A YouTuber built a system that lets his cavapoo trigger AI-generated video games by mashing a keyboard, using Anthropic’s Claude with custom guardrails and automated feedback tools.
A YouTuber has created an unusual AI experiment that turns random dog keystrokes into playable video games. Caleb Leak documented the project, which connects his nine-pound cavapoo, Momo, to an AI coding workflow powered by Claude Code from Anthropic.

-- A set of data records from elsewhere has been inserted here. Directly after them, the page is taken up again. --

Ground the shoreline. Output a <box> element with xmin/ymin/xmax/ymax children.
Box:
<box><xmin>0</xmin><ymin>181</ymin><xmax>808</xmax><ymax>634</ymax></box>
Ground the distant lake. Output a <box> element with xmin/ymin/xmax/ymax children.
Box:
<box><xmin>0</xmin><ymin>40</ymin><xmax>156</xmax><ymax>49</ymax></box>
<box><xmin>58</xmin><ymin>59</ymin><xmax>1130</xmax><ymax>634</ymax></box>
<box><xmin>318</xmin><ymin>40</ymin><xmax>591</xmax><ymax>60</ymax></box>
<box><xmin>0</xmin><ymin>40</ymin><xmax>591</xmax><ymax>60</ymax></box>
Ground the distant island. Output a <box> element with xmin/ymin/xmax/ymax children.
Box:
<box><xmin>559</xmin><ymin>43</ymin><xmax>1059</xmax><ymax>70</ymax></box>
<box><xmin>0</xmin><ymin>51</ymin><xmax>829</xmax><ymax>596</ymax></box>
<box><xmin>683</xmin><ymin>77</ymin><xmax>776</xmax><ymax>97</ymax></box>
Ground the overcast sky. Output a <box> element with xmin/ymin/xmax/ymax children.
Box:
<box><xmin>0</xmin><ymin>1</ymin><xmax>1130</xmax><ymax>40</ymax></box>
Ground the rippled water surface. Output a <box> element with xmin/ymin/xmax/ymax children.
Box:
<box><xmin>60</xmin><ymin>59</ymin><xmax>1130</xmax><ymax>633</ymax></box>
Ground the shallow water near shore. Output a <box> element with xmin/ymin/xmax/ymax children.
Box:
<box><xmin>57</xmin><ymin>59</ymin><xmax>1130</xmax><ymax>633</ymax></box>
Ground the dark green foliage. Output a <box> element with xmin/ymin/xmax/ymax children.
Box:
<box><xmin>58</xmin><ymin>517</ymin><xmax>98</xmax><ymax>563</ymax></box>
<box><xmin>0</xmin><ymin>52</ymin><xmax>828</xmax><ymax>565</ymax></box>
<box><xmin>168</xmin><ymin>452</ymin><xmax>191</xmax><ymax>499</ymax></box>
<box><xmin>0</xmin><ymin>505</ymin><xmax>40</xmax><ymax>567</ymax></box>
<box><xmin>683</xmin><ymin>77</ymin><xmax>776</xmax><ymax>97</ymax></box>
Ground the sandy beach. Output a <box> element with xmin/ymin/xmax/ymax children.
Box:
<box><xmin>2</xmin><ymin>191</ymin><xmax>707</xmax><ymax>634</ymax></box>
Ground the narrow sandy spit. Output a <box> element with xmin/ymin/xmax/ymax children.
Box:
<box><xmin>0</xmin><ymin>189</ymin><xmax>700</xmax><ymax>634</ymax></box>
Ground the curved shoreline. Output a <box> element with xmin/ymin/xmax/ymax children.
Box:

The system combines consumer hardware, custom software, and structured AI prompting. Momo types on a Bluetooth keyboard connected to a Raspberry Pi 5. The keystrokes travel over a network to DogKeyboard, a lightweight Rust application that filters special keys and forwards usable input to Claude Code. After a preset amount of typing, a smart pet feeder dispenses a treat. A chime signals when the AI is ready for more input.
Leak says the technical challenge was not the keyboard interface but ensuring the AI interpreted nonsensical input as intentional creative direction. Claude, like many large language models, is designed to disregard accidental or meaningless strings. To address this, Leak engineered prompt instructions that framed the keyboard mashing as cryptic but meaningful design language.
In the system prompt, Claude is told that it is collaborating with an eccentric game designer who communicates through riddles and random-looking characters. The AI is instructed to interpret every input as a valid creative signal and update the game accordingly.
Strong guardrails and automated feedback tools, including screenshot capture, play-testing routines, scene linting, and shader validation, ensure that the output remains functional.
Leak reports that a typical game takes one to two hours from first keystroke to playable build. All projects are developed in Godot 4.6, with game logic written entirely in C#. The automation layer translates keyboard noise into structured development steps, allowing Claude to generate assets, mechanics, and scene updates iteratively.
One resulting title, described as an arcade-style action game, features retro visuals reminiscent of 1980s console design. The experiment demonstrates how AI coding agents can transform loosely defined input into structured software output when supported by well-designed system prompts and validation pipelines.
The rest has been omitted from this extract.